Library injection is a powerful technique that enables the modification of an existing process’s behavior by dynamically loading external libraries. In this article, we delve into a more advanced approach using ptrace, a system call that grants deep control over a running process. This article is presented as a technical report based on a conference presentation.

Ptrace

The ptrace() system call allows a parent process to control the execution of another process and modify its memory image. To inject libraries, I utilized several capabilities of ptrace().This section presents some custom functions used for library injection, along with mechanisms for error handling and debugging.

Read and write target memory

Ptrace allows reading from and writing to a process’s memory by providing its PID, the size of the memory block, and the starting address of the targeted memory section.

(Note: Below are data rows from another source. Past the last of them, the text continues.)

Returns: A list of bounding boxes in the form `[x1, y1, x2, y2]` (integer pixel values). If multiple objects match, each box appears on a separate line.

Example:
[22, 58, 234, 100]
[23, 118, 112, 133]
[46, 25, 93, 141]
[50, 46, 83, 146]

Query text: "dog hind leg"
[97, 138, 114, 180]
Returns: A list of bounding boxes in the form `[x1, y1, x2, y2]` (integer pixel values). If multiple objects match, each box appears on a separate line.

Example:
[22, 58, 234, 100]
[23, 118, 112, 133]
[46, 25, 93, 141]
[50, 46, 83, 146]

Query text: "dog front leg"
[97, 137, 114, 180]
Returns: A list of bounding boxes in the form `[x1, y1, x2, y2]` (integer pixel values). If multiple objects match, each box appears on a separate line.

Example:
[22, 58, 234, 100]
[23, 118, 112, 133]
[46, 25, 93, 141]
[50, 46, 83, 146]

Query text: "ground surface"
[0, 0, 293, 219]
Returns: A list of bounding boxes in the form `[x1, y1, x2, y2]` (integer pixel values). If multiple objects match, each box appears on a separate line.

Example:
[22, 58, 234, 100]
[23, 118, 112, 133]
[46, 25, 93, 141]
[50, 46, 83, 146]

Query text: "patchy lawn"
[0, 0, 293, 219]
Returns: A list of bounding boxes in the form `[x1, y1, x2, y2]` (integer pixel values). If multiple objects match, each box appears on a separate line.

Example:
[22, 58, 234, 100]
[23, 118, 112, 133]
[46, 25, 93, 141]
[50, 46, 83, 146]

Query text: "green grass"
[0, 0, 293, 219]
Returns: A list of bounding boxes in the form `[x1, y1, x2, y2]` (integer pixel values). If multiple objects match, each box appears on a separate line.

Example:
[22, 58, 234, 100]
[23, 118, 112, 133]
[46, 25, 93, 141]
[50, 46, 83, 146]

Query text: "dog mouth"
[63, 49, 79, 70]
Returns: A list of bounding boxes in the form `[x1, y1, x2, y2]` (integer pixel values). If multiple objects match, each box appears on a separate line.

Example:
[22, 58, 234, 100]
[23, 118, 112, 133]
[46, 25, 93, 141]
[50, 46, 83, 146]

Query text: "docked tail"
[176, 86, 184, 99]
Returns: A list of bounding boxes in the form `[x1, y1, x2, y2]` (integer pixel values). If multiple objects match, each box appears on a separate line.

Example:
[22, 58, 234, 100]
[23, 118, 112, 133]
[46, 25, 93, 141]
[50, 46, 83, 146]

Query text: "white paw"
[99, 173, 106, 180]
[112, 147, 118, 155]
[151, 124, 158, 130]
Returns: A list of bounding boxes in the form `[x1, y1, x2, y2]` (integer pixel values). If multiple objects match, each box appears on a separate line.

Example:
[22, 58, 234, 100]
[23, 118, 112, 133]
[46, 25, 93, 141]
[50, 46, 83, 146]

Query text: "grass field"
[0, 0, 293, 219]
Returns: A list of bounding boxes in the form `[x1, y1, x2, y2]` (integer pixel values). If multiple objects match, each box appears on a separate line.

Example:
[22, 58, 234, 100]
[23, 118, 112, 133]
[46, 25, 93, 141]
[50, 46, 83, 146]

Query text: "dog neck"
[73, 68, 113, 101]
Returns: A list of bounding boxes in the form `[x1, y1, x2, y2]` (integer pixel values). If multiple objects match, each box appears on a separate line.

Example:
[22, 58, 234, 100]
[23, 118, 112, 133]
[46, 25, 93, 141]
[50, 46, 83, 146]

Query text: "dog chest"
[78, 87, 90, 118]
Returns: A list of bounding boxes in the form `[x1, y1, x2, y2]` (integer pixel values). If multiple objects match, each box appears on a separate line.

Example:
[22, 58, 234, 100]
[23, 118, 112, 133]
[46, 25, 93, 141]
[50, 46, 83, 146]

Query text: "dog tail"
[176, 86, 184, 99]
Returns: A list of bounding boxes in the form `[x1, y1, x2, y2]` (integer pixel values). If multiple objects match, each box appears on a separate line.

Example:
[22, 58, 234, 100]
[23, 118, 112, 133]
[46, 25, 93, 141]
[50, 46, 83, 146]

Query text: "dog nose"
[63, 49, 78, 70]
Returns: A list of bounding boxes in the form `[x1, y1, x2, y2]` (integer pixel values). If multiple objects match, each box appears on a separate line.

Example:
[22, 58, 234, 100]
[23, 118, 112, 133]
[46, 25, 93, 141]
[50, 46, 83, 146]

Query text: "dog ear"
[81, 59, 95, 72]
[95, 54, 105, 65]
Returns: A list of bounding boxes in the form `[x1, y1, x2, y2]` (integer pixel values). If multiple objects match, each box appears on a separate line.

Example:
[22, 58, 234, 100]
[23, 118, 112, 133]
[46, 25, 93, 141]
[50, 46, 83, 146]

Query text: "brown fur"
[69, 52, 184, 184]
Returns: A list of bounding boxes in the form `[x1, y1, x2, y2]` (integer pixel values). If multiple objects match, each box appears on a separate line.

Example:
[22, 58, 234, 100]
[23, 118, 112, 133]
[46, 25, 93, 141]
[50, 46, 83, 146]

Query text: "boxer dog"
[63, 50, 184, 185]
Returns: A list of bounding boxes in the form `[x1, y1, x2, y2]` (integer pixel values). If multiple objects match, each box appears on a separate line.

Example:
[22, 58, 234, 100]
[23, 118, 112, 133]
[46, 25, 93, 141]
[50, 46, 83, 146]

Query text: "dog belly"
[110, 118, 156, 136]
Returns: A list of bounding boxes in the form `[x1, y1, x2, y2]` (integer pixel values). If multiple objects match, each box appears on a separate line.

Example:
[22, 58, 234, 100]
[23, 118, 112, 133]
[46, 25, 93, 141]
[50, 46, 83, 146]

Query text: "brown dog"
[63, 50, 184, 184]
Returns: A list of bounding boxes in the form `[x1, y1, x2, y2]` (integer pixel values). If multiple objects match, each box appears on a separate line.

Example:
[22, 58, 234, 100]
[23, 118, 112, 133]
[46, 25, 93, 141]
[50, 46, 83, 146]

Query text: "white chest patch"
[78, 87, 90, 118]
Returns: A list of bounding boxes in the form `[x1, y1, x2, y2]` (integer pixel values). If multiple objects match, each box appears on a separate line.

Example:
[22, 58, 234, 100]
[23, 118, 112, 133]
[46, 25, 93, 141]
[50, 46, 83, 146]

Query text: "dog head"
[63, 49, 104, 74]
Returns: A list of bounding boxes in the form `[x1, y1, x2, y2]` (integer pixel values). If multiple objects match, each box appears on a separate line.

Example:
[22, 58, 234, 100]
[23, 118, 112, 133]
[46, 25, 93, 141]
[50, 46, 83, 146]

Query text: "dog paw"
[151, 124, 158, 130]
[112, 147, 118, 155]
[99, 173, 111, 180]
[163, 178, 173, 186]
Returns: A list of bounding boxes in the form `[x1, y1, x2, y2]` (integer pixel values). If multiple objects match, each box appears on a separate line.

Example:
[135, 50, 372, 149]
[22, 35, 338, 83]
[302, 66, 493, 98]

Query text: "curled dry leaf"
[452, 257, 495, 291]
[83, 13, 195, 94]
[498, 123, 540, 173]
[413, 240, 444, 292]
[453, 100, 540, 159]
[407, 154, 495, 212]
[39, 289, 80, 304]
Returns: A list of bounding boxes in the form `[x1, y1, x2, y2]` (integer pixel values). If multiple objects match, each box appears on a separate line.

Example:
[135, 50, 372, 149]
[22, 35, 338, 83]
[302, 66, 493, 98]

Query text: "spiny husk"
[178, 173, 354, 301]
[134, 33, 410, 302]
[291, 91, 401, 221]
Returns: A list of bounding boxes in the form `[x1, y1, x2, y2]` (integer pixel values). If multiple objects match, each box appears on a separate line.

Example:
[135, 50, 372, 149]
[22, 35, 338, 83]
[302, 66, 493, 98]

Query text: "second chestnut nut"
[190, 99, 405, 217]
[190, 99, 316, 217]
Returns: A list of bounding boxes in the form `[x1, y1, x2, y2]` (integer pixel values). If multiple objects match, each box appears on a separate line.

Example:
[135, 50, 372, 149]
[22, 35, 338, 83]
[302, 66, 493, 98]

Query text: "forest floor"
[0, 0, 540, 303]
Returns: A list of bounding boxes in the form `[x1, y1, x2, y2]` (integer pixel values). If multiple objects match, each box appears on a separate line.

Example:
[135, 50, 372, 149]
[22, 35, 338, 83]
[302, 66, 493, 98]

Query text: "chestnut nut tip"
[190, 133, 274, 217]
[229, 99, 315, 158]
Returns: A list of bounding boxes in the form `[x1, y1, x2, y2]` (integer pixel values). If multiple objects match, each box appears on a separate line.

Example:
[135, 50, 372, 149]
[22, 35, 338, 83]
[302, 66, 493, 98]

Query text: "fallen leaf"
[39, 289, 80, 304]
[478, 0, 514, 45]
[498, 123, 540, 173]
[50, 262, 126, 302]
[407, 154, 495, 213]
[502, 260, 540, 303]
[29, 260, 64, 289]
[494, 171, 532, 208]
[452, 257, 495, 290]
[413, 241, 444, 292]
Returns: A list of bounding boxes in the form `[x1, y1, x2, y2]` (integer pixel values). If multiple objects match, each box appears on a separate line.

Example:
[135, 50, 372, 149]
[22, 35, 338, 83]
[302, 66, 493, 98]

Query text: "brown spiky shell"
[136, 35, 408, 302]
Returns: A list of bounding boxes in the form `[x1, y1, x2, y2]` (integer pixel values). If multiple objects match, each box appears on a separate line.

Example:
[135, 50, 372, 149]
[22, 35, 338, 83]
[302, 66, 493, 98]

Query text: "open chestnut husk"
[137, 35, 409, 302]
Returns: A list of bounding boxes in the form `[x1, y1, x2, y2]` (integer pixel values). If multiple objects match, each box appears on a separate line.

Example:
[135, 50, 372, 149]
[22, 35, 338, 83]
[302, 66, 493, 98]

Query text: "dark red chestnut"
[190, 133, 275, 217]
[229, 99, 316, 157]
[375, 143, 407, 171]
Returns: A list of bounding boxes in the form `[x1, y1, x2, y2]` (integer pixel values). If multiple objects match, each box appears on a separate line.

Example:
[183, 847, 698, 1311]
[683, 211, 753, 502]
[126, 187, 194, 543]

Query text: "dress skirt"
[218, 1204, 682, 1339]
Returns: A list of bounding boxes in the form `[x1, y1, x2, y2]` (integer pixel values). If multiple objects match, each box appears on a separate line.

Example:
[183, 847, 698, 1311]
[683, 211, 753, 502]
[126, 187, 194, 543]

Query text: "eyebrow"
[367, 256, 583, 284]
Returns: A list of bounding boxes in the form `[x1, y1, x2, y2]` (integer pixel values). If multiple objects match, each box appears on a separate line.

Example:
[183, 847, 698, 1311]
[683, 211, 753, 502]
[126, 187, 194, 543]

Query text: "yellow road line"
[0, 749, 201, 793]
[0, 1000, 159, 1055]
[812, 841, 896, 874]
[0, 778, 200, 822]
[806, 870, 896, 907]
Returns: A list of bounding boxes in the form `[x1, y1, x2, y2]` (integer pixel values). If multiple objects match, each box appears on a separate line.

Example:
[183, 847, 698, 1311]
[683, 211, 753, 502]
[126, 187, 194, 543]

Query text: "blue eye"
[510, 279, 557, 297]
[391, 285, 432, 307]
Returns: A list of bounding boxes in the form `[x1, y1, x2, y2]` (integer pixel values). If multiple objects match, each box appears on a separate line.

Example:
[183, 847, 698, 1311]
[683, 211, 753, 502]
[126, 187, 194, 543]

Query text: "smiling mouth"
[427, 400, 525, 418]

Here is the code to read from memory:

void ptrace_read(int pid, unsigned long addr, void *vptr, int len)
{
	int bytesRead = 0;
	int i = 0;
	long word = 0;
	long *ptr = (long *) vptr;

	while (bytesRead < len)
	{
		word = ptrace(PTRACE_PEEKTEXT, pid, addr + bytesRead, NULL);
		if(word == -1)
		{
			fprintf(stderr, "ptrace(PTRACE_PEEKTEXT) failed\n");
			exit(1);
		}
		bytesRead += sizeof(word);
		ptr[i++] = word;
	}
}

And to write from memory:

void ptrace_write(int pid, unsigned long addr, void *vptr, int len)
{
	int byteCount = 0;
	long word = 0;

	while (byteCount < len)
	{
		memcpy(&word, vptr + byteCount, sizeof(word));
		word = ptrace(PTRACE_POKETEXT, pid, addr + byteCount, word);
		if(word == -1)
		{
			fprintf(stderr, "ptrace(PTRACE_POKETEXT) failed\n");
			exit(1);
		}
		byteCount += sizeof(word);
	}
}

Read and write target registries

Ptrace, like GDB, provides the ability to read and modify the registers of the child process. This capability will be used to alter the execution flow of the target process.

Code to read registers :

void ptrace_getregs(pid_t pid,struct user_regs_struct *regs){
    if (ptrace(PTRACE_GETREGS, pid, NULL, regs) == -1) {
        perror("ptrace GETREGS");
        ptrace(PTRACE_DETACH, pid, NULL, NULL);
        exit(1);
    }
}

And write registries :

void ptrace_setregs(pid_t pid,struct user_regs_struct *regs) {
    if (ptrace(PTRACE_SETREGS, pid, NULL, regs) == -1) {
        perror("ptrace SETREGS");
        ptrace(PTRACE_DETACH, pid, NULL, NULL);
        exit(1);
    }
}

Wait processus

The waitpid function allows waiting for the target process to stop, either when the injection process attaches to the target or when the program hits a breakpoint.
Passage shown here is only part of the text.